Rue des filles et filles des rues

 

    Les rues de la Petite-Truanderie et de la Grande-Truanderie (Ier) évoquent l’ancienne acception du mot « truand », à savoir des vagabonds, mendiants et voleurs à la tire. Elles manquent de peu un joli nom, celui de rues du Puits-d’Amour, qu’elles portent quelque temps, à la suite d’un drame amoureux qui marque les esprits : le suicide passionnel de la jeune Agnès Hellebick, sous Philippe-Auguste, qui se jette dans un puits érigé au croisement des deux rues. Mais le puits devient, de ce fait, un lieu de rendez-vous amoureux. Lequel attire, de fil en aiguilles, les prostituées…

 

      Nombre de rues attestent la présence de ces filles de joie, mais il faut creuser un peu sous les noms actuels pour en trouver la trace. Par exemple, la rue du Petit-Musc (IVe) est l’habile maquillage de l’ex-rue de la Pute-y-Musse (soit « là où la prostituée se cache »). Quant à la rue des Vertus (IIIe), elle est arpentée par des professionnelles qui en ont une bien petite… Plus radicale encore l’opération de camouflage de la rue du Pélican (Ier), qui n’est autre que l’ex-rue du Poil-au-Con !

 

   Ailleurs, la toponymie a fait disparaître ces filles dérangeantes sans se soucier d’homophonie : la rue Marie-Stuart (IIe) vient blanchir l’ex-rue Tirevit, appelée par la suite Tireboudin ; quant à la rue Beaubourg (IIIe et IVe), elle a absorbé l’ex-rue Transnonnain, que le peuple prenait plaisir à appeler « Trousse-Nonnain » ou « Trace-Putain ».

 

Des noms et des odeurs

 

     C’est que le peuple du Moyen Âge est bien moins pudibond qu’aujourd’hui.
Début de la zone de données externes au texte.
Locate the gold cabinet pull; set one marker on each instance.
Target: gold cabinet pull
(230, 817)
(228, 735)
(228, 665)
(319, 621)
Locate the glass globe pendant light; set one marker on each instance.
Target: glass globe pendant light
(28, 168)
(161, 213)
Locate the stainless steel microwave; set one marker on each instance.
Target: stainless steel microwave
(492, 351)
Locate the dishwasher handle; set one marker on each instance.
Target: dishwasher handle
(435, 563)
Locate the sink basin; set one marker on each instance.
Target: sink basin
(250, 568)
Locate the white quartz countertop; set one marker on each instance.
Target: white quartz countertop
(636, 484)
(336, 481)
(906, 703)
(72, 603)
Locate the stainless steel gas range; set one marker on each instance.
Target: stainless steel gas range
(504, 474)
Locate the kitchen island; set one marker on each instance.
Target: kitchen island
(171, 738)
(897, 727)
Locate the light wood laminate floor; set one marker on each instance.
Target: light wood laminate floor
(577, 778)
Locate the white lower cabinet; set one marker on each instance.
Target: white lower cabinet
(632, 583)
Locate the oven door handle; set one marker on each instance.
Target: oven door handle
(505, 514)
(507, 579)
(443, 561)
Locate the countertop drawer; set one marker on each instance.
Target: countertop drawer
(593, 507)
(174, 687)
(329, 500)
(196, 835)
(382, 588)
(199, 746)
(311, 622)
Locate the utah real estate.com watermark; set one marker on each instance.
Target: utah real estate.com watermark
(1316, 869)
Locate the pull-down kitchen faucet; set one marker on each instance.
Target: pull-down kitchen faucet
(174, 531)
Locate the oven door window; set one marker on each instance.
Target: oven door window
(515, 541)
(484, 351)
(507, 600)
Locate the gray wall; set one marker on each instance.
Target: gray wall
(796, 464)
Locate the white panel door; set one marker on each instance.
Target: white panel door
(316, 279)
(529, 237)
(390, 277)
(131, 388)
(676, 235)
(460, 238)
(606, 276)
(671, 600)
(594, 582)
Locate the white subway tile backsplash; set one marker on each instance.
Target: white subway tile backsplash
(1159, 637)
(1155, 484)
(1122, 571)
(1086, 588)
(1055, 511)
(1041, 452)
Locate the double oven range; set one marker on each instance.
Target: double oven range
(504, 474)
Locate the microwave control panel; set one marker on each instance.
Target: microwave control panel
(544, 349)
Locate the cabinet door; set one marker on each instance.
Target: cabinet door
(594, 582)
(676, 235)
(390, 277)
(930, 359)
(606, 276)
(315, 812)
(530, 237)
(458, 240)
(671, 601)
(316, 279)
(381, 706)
La rue pue, et on le dit. On dénombre au moins quatre rue Merderet (ou ses variantes orthographiques) ; la seule qui subsiste fait disparaître ses origines excrémentielles sous l’appellation « rue Verderet » (XVIe), mais il faut en avoir plein les yeux pour n’y voir que du vert…

 

     D’ailleurs, en toponymie, le vert est louche, ainsi que tout ce qui est dit « fleuri » : ça sent le gazon maudit ! Les maisons closes s’appellent « château vert », « panier vert », « cage verte ». Le square du Vert-Galant (Ier), surnom d’Henri IV, fait allusion aux ardeurs sexuelles de cet homme qui resta vigoureux jusqu’à un âge avancé.

 

   Difficile pour nous d’imaginer qu’il y eut à Paris deux rues du Pet, et même, à l’emplacement du si prestigieux lycée Louis-le-Grand, une rue des Chieurs, que l’on édulcora en « rue des Chiens » par la suite…

 

La vie d’avant les poubelles

 

     Ce que l’on ignore aussi, c’est que le mot de « voirie » désignait également les immondices qui se trouvaient sur les voies publiques. Il existait de nombreuses rues appelées « voiries » dans cette acception nauséabonde : la voirie Saint-Denis, Saint-Honoré, du Roule, Popincourt, etc. Subsiste aujourd’hui uniquement le passage de la Petite-Voirie (XIe). Les passages et les impasses faisaient souvent usage de dépotoirs. L’impasse des Bourdonnais (Ier), par exemple, avant de se voir rebaptisée du même patronyme que la rue adjacente, s’appela successivement « place aux Chats » et « cul-de-sac de la Fosse-aux-Chiens », parce qu’elle était située juste en dehors de l’enceinte de Paris et que l’on y jetait les cadavres des animaux. Il est peu dire que le Paris d’autrefois ne sentait pas la rose…

 

 

encadré 1

 

Les mauvais garçons

La sage rue Grégoire-de-Tours (VIe) d’aujourd’hui connut les noms de « ruelle de la Grande-Boucherie », « rue de l’Escorcherie », « rue de la Tuerie » : c’était là que les bouchers abattaient et écorchaient les bêtes. Leur violence suscita des troubles, au xve siècle. La rue des garçons bouchers devint la rue des Mauvais-Garçons. Cette appellation est restée pour une autre rue du IVe arrondissement. En plein Marais gay et rebelle, il y a fort à parier que certains habitants s’en fassent aujourd’hui une fierté…

 

encadré 2

 

Alouettes et fillettes, les trompeuses

Les premières ressemblent à des oiseaux. Habiter rue des Alouettes (XIXe), c’est bien joli ! Sauf que le mot vient de l’ancien français luer, « enduire de boue », et désigne un endroit spongieux. C’est aussi l’origine du nom Lutèce, qui subsiste dans une rue du IVe et surtout désigne le nom de la capitale du temps où elle se limitait à l’île de la Cité. Paris, la ville boueuse… Quant à la rue des Fillettes (XVIIIe), pas si innocente qu’elle en a l’air, il est probable qu’elle évoque un ancien lupanar.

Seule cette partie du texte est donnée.